Really good explanation. Right in sinc with Dgui's method The only way. Like the point you made about balance of ammo and band. Makes me want to shoot PF again.


----------



## lightgeoduck (Apr 3, 2011)

Pawpawsailor said:


> I am certain thousands of shooters will set about to demonstrate that I'm wrong... But this works for me... Einstein defined insanity as doing the same thing over and over again and expecting different results. Surely, if something works for one person, it would work for others!


Dude,, there are only 2 ways that you would be wrong

first: if you actually got hand slaps or fork hits








Second: if you said that was the only way,, reason being I shoot a slightly different way ( actually I shoot a multiple ways ) and I have only gotten 2 hits one was from a poor set up and the other was pure stupidity. Either way you covered the basics perfectly.

Thanks for sharing,, because the point isn't to help people that don't have issues, but the ones that do. Videos like these give a good perspective to new shooters that just don't know where to begin in solving their errors..

Good vid

LGD


----------



## rockslinger (Nov 16, 2010)

Great video and explanation Perry! Thanks!


----------



## capnjoe (Jun 3, 2012)

lightgeoduck said:


> I am certain thousands of shooters will set about to demonstrate that I'm wrong... But this works for me... Einstein defined insanity as doing the same thing over and over again and expecting different results. Surely, if something works for one person, it would work for others!


Dude,, there are only 2 ways that you would be wrong

first: if you actually got hand slaps or fork hits








Second: if you said that was the only way,, reason being I shoot a slightly different way ( actually I shoot a multiple ways ) and I have only gotten 2 hits one was from a poor set up and the other was pure stupidity.

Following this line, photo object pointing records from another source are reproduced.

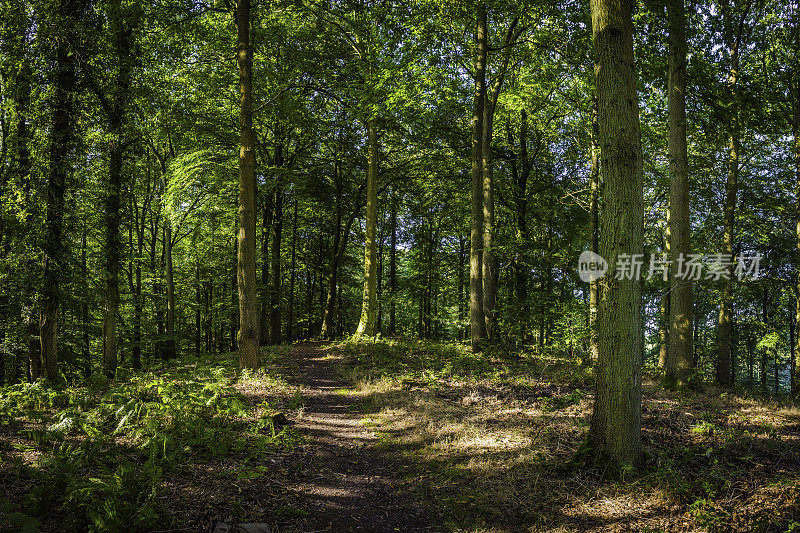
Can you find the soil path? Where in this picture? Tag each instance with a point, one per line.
(344, 482)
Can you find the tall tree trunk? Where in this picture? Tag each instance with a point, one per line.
(393, 270)
(136, 353)
(328, 299)
(594, 230)
(266, 229)
(116, 108)
(246, 254)
(792, 362)
(615, 431)
(87, 363)
(679, 354)
(366, 325)
(61, 138)
(490, 272)
(724, 331)
(476, 312)
(198, 311)
(275, 289)
(794, 91)
(233, 315)
(461, 268)
(169, 344)
(379, 312)
(663, 330)
(292, 276)
(489, 266)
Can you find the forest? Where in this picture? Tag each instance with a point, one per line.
(399, 265)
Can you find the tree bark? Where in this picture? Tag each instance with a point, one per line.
(476, 311)
(266, 229)
(116, 108)
(679, 354)
(594, 230)
(275, 288)
(292, 277)
(724, 367)
(246, 254)
(366, 325)
(794, 91)
(170, 350)
(61, 138)
(615, 431)
(393, 271)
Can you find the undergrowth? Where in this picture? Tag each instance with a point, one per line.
(95, 454)
(494, 434)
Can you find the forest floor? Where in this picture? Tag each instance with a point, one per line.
(385, 436)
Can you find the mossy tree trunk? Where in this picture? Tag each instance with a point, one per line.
(614, 436)
(246, 254)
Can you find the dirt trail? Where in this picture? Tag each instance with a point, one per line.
(344, 482)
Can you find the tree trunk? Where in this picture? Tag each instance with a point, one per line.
(292, 277)
(329, 302)
(489, 266)
(594, 230)
(393, 272)
(275, 289)
(87, 363)
(723, 367)
(794, 90)
(233, 293)
(169, 344)
(663, 330)
(366, 325)
(379, 304)
(266, 229)
(679, 355)
(61, 138)
(246, 255)
(476, 312)
(113, 216)
(615, 432)
(461, 268)
(198, 311)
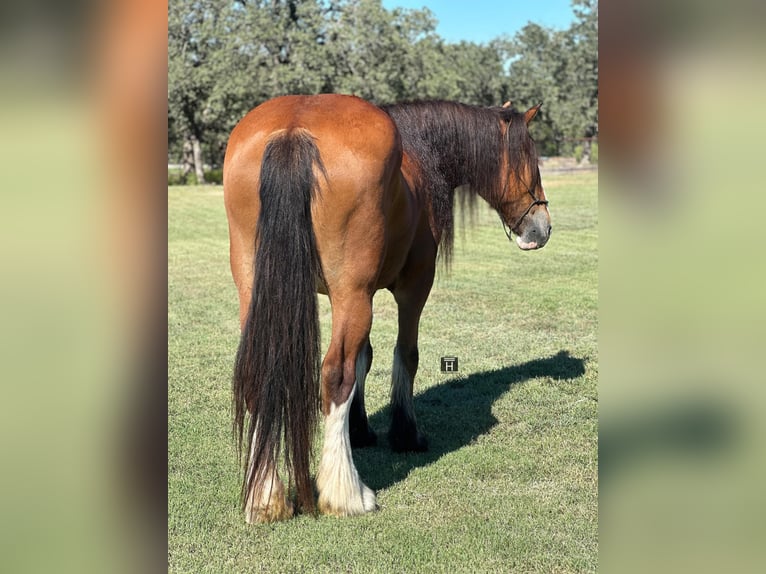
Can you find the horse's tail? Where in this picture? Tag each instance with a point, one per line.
(276, 375)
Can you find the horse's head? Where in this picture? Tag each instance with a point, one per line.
(523, 207)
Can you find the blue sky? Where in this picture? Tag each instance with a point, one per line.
(482, 20)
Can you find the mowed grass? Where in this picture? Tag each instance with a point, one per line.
(510, 482)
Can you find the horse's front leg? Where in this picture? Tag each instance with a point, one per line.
(359, 429)
(341, 490)
(411, 293)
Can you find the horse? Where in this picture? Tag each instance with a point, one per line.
(331, 194)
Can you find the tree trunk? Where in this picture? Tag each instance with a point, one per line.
(586, 152)
(199, 170)
(188, 159)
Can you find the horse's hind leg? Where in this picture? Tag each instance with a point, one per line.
(341, 491)
(361, 433)
(266, 500)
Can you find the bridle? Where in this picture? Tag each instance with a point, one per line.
(535, 201)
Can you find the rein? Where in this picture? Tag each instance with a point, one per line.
(535, 201)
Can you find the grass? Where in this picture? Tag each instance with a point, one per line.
(510, 482)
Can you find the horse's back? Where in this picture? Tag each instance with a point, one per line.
(357, 183)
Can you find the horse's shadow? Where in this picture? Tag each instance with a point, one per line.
(453, 414)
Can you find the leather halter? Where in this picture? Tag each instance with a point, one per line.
(535, 201)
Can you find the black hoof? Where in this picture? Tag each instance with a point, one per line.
(363, 438)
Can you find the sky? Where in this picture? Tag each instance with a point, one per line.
(482, 20)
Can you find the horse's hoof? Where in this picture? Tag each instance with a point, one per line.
(353, 505)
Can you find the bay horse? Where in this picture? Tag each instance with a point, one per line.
(332, 194)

Either way you covered the basics perfectly.

Thanks for sharing,, because the point isn't to help people that don't have issues, but the ones that do. Videos like these give a good perspective to new shooters that just don't know where to begin in solving their errors..

Good vid

LGD
[/quote]Speak for yerself, LGD!!! I have a plethora of problems! Stupidity being chief among them...


----------



## lightgeoduck (Apr 3, 2011)

HA cap! Well my point is that it was an excellent demo/tute and no wrong proving needed.

LGD


----------



## capnjoe (Jun 3, 2012)

lightgeoduck said:


> HA cap! Well my point is that it was an excellent demo/tute and no wrong proving needed.
> 
> LGD


I was teasing, bro. But I am slightly askew...


----------



## Sean (Nov 17, 2011)

Thanks for doing the video. Very informative.


----------



## tradspirit (Jul 23, 2012)

Great video, thanks!


----------